写楽の手

 ガラス製のペーパーウェイトやボールペンが机上に散在している中、それらを見るともなく目にしながら、三矢は、今抜き書きしたばかりの一文を反芻している。
 -確かにヘンテコなバランスの悪い奇妙な手ではある。しかし、何より重要なことは観るものに訴える力である。-
これはカラー版で付された口絵「五代目大谷鬼次の奴江戸兵衛」に対する著者の評の一節だ。彼が読み終えた本は、秋田巌著「写楽の深層」。
著者秋田氏は、
 -精神科医、ユング派分析家として訓練を積んできている。-
 -百四十数点の写楽画コピーをパラパラめくっているうちに一瞬にして(といっても数分くらい?)写楽の心的プロセスが読み取れた。-
と言い、写楽は「自己絵画療法」として作品を描いたと、数多い写楽論とは一味違う視点での論を綴った興味深い一冊だった。
 ―「奴袖助」の拳は「よし、やるぞ」であると同時に、「どうだ、俺はやったぞ」である。それら二つの強い気持を同時に見てとれる。-
 -「江戸兵衛」を「江戸兵衛」たらしめているのは、他ならぬこの「手」である。-
 等々、手の表情というか、手の動きに現れた心理描写に関わる幾つかの文節に接するうちに、三矢は清岡卓行の「手の変幻」という著作を思い起こしていた。愛読というほどではないが、書架の背文字を眺めているうちについ手にして再読するというかたちで、一再ならず読み返し、その都度感銘をあらたにしている本だ。
 例えば、東京オリンピック女子バレーチームが対ソ連戦に勝って優勝が決まった瞬間の映像シーン。

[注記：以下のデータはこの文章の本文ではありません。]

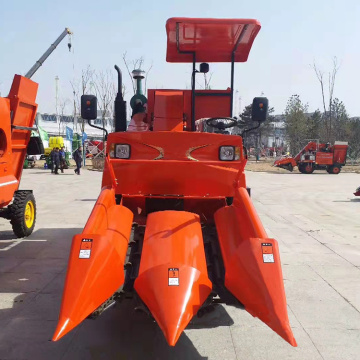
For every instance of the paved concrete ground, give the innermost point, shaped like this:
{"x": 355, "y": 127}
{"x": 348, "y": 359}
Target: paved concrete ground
{"x": 315, "y": 218}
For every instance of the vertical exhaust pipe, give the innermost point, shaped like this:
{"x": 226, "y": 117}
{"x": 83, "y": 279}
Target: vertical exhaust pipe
{"x": 120, "y": 105}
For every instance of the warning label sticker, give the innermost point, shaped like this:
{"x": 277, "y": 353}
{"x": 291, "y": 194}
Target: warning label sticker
{"x": 267, "y": 251}
{"x": 173, "y": 276}
{"x": 85, "y": 249}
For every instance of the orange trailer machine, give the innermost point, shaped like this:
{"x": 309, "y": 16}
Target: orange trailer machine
{"x": 174, "y": 225}
{"x": 17, "y": 117}
{"x": 317, "y": 156}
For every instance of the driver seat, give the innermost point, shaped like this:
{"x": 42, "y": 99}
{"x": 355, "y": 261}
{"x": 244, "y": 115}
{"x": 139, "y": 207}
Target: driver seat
{"x": 168, "y": 110}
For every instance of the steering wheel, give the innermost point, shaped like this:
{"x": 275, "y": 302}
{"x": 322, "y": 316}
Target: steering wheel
{"x": 221, "y": 123}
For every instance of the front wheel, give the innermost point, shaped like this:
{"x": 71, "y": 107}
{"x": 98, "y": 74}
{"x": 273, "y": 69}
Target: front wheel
{"x": 23, "y": 213}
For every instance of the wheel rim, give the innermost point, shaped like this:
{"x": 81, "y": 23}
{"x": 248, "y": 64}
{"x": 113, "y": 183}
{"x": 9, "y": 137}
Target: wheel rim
{"x": 29, "y": 214}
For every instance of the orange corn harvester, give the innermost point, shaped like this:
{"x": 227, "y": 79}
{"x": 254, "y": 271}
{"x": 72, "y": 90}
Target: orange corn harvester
{"x": 174, "y": 225}
{"x": 17, "y": 120}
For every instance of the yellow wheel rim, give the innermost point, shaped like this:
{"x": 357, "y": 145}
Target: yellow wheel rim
{"x": 29, "y": 214}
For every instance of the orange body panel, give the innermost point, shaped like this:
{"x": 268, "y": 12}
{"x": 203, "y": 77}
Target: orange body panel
{"x": 340, "y": 152}
{"x": 285, "y": 161}
{"x": 173, "y": 280}
{"x": 252, "y": 264}
{"x": 8, "y": 182}
{"x": 168, "y": 112}
{"x": 182, "y": 163}
{"x": 96, "y": 262}
{"x": 213, "y": 40}
{"x": 323, "y": 158}
{"x": 21, "y": 103}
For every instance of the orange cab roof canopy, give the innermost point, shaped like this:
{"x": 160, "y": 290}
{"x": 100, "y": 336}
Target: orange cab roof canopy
{"x": 210, "y": 40}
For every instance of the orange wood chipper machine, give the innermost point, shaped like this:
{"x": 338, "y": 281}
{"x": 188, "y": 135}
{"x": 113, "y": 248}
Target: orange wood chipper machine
{"x": 174, "y": 226}
{"x": 317, "y": 156}
{"x": 17, "y": 117}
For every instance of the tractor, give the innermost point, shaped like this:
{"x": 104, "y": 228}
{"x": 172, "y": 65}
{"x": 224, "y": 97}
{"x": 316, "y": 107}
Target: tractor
{"x": 174, "y": 227}
{"x": 317, "y": 156}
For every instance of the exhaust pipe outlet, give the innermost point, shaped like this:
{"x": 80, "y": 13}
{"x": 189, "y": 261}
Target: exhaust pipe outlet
{"x": 120, "y": 105}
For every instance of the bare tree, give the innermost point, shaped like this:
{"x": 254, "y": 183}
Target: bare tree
{"x": 207, "y": 81}
{"x": 331, "y": 85}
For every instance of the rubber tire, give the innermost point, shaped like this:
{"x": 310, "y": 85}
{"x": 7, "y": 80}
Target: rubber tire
{"x": 17, "y": 213}
{"x": 308, "y": 169}
{"x": 336, "y": 168}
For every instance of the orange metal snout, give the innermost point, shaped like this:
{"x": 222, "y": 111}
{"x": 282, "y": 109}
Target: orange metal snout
{"x": 252, "y": 264}
{"x": 96, "y": 263}
{"x": 173, "y": 280}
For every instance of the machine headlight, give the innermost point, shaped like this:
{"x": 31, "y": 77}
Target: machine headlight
{"x": 122, "y": 151}
{"x": 229, "y": 153}
{"x": 112, "y": 150}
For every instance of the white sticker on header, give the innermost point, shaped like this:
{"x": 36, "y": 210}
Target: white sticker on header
{"x": 85, "y": 249}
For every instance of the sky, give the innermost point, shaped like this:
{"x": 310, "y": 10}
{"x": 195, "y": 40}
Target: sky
{"x": 294, "y": 34}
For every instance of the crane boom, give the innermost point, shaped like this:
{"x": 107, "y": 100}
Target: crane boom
{"x": 53, "y": 46}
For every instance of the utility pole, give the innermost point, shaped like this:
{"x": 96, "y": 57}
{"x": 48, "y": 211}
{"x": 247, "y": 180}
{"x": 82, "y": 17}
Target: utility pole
{"x": 57, "y": 100}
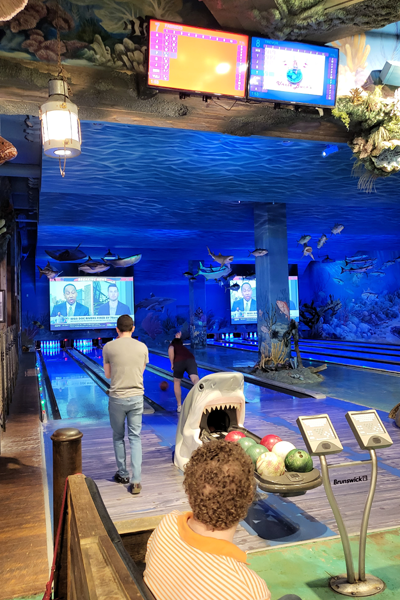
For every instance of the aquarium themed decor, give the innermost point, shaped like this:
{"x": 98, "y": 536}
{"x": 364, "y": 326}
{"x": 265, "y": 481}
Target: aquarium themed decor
{"x": 375, "y": 122}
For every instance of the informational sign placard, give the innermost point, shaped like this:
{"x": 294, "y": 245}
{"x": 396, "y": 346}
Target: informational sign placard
{"x": 368, "y": 429}
{"x": 319, "y": 435}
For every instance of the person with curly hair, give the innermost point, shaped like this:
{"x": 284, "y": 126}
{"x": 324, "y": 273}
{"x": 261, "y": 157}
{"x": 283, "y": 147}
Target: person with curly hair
{"x": 192, "y": 556}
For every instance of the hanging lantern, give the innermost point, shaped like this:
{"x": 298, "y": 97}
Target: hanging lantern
{"x": 61, "y": 130}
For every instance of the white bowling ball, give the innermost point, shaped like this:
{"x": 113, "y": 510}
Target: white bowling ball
{"x": 269, "y": 464}
{"x": 282, "y": 449}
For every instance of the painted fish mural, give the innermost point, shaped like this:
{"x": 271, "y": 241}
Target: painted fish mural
{"x": 129, "y": 261}
{"x": 211, "y": 273}
{"x": 7, "y": 151}
{"x": 337, "y": 228}
{"x": 219, "y": 258}
{"x": 258, "y": 252}
{"x": 322, "y": 240}
{"x": 49, "y": 272}
{"x": 154, "y": 303}
{"x": 93, "y": 266}
{"x": 283, "y": 308}
{"x": 66, "y": 255}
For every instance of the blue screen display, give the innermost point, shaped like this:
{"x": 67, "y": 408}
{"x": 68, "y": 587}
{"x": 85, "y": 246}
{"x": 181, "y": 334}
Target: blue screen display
{"x": 282, "y": 71}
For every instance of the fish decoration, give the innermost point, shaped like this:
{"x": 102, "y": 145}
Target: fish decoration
{"x": 7, "y": 151}
{"x": 258, "y": 252}
{"x": 304, "y": 239}
{"x": 222, "y": 260}
{"x": 156, "y": 303}
{"x": 66, "y": 255}
{"x": 337, "y": 228}
{"x": 307, "y": 251}
{"x": 213, "y": 273}
{"x": 93, "y": 266}
{"x": 49, "y": 272}
{"x": 322, "y": 240}
{"x": 369, "y": 294}
{"x": 129, "y": 261}
{"x": 283, "y": 308}
{"x": 110, "y": 255}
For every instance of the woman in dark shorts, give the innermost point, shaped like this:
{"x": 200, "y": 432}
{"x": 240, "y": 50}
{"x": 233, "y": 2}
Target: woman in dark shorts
{"x": 181, "y": 360}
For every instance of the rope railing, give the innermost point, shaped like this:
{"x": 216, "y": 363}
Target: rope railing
{"x": 9, "y": 357}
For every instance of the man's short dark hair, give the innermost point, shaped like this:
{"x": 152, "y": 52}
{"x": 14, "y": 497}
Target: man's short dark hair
{"x": 125, "y": 323}
{"x": 219, "y": 483}
{"x": 65, "y": 286}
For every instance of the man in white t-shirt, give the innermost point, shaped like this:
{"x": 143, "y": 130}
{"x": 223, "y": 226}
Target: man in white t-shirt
{"x": 125, "y": 360}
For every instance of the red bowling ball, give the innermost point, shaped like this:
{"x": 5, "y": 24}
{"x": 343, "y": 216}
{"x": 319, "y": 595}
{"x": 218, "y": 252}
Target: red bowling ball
{"x": 234, "y": 436}
{"x": 269, "y": 441}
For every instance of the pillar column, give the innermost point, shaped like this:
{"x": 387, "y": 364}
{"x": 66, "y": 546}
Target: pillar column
{"x": 197, "y": 307}
{"x": 273, "y": 316}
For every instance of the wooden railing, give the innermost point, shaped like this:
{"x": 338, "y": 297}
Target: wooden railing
{"x": 92, "y": 562}
{"x": 9, "y": 355}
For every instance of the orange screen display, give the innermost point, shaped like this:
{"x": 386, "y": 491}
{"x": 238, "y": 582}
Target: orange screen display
{"x": 198, "y": 60}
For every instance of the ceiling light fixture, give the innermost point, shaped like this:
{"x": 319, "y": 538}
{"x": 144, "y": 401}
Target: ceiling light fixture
{"x": 61, "y": 129}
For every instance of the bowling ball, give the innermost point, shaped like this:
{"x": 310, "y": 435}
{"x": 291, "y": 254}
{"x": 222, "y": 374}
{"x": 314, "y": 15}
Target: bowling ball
{"x": 255, "y": 451}
{"x": 234, "y": 436}
{"x": 299, "y": 461}
{"x": 269, "y": 464}
{"x": 269, "y": 441}
{"x": 282, "y": 449}
{"x": 246, "y": 443}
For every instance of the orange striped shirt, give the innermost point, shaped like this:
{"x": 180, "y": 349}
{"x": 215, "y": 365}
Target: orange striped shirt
{"x": 184, "y": 565}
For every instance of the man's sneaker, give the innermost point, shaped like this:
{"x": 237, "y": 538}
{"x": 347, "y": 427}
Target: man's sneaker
{"x": 135, "y": 488}
{"x": 119, "y": 479}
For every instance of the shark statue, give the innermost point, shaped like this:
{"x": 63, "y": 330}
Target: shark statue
{"x": 214, "y": 394}
{"x": 211, "y": 273}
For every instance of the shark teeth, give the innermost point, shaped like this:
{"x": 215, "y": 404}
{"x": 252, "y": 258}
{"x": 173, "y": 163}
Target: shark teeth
{"x": 224, "y": 406}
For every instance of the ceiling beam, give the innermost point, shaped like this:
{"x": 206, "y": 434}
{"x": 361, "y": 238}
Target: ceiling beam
{"x": 115, "y": 97}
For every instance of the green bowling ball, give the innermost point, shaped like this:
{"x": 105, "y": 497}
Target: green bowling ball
{"x": 255, "y": 451}
{"x": 246, "y": 443}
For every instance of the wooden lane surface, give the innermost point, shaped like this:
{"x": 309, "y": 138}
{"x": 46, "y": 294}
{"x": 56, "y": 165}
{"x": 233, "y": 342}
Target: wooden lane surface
{"x": 23, "y": 543}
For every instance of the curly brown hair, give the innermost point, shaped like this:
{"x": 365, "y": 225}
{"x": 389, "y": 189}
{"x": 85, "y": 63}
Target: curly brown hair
{"x": 219, "y": 482}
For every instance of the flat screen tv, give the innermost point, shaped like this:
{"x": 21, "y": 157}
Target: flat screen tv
{"x": 197, "y": 60}
{"x": 291, "y": 72}
{"x": 243, "y": 301}
{"x": 89, "y": 302}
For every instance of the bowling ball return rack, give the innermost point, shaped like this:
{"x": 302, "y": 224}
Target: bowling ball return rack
{"x": 287, "y": 485}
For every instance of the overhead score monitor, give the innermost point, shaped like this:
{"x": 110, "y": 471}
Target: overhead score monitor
{"x": 319, "y": 435}
{"x": 197, "y": 60}
{"x": 368, "y": 429}
{"x": 292, "y": 72}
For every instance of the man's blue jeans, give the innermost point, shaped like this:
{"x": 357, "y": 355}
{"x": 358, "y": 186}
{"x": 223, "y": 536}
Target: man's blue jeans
{"x": 132, "y": 409}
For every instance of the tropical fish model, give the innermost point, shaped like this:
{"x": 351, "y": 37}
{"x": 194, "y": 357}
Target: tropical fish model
{"x": 129, "y": 261}
{"x": 156, "y": 303}
{"x": 49, "y": 272}
{"x": 66, "y": 255}
{"x": 211, "y": 273}
{"x": 93, "y": 266}
{"x": 219, "y": 258}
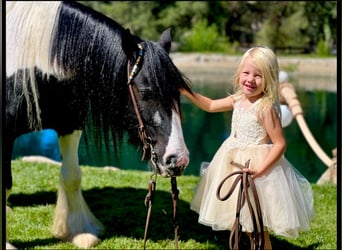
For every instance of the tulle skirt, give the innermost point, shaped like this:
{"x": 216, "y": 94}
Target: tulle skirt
{"x": 285, "y": 196}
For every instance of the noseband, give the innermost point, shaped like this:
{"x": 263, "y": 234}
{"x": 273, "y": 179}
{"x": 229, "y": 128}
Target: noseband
{"x": 148, "y": 144}
{"x": 146, "y": 140}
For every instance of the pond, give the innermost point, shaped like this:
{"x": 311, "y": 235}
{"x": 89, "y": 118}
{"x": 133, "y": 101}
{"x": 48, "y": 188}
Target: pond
{"x": 204, "y": 133}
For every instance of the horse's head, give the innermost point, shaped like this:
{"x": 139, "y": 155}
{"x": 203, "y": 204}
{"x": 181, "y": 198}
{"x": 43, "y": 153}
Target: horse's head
{"x": 155, "y": 88}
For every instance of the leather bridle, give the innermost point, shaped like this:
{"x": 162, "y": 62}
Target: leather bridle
{"x": 148, "y": 144}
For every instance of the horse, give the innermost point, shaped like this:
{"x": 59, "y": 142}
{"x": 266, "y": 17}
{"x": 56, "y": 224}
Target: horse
{"x": 72, "y": 69}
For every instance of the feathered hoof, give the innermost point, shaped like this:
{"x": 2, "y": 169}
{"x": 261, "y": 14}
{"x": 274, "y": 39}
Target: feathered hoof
{"x": 85, "y": 240}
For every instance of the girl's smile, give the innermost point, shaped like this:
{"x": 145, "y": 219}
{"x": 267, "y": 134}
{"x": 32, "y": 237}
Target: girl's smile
{"x": 251, "y": 80}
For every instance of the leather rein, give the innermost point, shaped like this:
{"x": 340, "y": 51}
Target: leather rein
{"x": 148, "y": 144}
{"x": 246, "y": 181}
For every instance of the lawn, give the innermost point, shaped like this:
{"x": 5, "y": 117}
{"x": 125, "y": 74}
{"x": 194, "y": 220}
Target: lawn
{"x": 117, "y": 200}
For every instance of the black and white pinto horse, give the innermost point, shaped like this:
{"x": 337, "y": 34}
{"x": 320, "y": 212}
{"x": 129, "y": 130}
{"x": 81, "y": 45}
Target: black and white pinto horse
{"x": 68, "y": 66}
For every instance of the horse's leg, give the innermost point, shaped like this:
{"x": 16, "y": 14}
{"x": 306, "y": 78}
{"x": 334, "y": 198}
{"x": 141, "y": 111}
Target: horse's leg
{"x": 8, "y": 144}
{"x": 73, "y": 219}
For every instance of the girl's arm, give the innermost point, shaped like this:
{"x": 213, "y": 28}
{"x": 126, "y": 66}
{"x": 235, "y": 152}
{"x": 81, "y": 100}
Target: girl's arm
{"x": 207, "y": 104}
{"x": 272, "y": 125}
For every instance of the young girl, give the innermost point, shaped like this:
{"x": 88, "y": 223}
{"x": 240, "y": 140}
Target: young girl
{"x": 285, "y": 196}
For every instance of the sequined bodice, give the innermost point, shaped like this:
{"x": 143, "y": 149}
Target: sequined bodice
{"x": 246, "y": 128}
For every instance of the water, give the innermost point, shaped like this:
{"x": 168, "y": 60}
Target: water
{"x": 204, "y": 133}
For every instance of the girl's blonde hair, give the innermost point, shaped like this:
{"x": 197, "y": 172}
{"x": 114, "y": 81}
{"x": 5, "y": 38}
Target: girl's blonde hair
{"x": 266, "y": 62}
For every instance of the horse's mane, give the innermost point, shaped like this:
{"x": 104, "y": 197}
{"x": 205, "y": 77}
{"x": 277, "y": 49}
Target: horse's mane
{"x": 78, "y": 45}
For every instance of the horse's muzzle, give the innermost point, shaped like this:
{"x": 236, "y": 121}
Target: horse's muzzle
{"x": 170, "y": 170}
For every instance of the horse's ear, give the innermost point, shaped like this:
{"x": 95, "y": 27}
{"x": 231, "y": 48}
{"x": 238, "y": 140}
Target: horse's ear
{"x": 128, "y": 43}
{"x": 165, "y": 40}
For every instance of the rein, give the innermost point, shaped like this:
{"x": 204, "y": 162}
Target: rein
{"x": 147, "y": 144}
{"x": 246, "y": 181}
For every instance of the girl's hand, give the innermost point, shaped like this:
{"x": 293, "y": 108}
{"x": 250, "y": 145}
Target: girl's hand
{"x": 253, "y": 172}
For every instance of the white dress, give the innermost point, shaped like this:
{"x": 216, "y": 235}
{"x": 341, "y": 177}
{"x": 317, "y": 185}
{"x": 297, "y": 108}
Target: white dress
{"x": 285, "y": 196}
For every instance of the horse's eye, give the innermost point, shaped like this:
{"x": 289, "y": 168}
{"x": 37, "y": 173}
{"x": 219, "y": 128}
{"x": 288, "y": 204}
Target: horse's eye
{"x": 146, "y": 94}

 -ぼくはここで、ただ、彼女たちの手が驚くほど生き生きと感情の高まりを表現していることを、繰返し指摘したいだけである。-
あるいは、映画「かくも長き不在」の映像から
 -彼女はちょうど店の日除けのハンドルを廻している。しかし、浮浪者が眼の前を通ったとき、彼女は彼の顔をまじまじと見て驚愕する。ハンドルを廻していた両手は、ぴたりと止まったまま動かない。(略)この時の凍りついたような両手(スチール)、それは極めて印象的・・(略)-
などの文が、彼の心に喰い込むように強くせまるものだったからだ。
 秋田・清岡の両者に共通するのは、手や指先の僅かな形姿の変化のなかに、その人の心の微妙な動きを読み解くという点であろう。秋田氏に戻れば、手の指が六本もありそうな描き方について、
 ‐江戸兵衛の「手」はもはや“歪み”のレベルを超えている。絶対絶妙のアンバランスであり、破形の“歪み”である。-
と喝破するくだりなど、三矢の心にもストンと落ち込み、絵画評としても一流だと感じた。     
 M書店の奥まった書架でこの著作を手にしたとき、彼は、これまでに数冊の「写楽」本を読んでいることが記憶の片隅にあった。本棚の一隅に隠れていた読書メモ帳が、三度目かの探索でようやく見つかったので、念のためとしらべてみると、‘97~’01年の間に「私が写楽だ -十返舎一九の推理―」(鷹羽一九哉著)、「写楽」(皆川博子著)、「真説・写楽は四人いた!」(村中陽一著)、「写楽・仮名の悲劇」(梅原猛著)の四冊があった。
 秋田氏が参考文献に挙げていた中野三敏著「写楽」には、昭和64(´89)年までに出版された写楽別人説の一覧表が記載されていて、それと比較すると、梅原氏の一件だけが一致し、残りは昭和64年以降の小説とあって対象外。中野氏の一覧表にリストアップされているのが41件。三矢が手にし、ここに作者名をあげたものだけでも5冊。いかに、写楽という画家がミステリアスな存在で、多くの人たちから深い関心を寄せられているかの証左とも言えよう。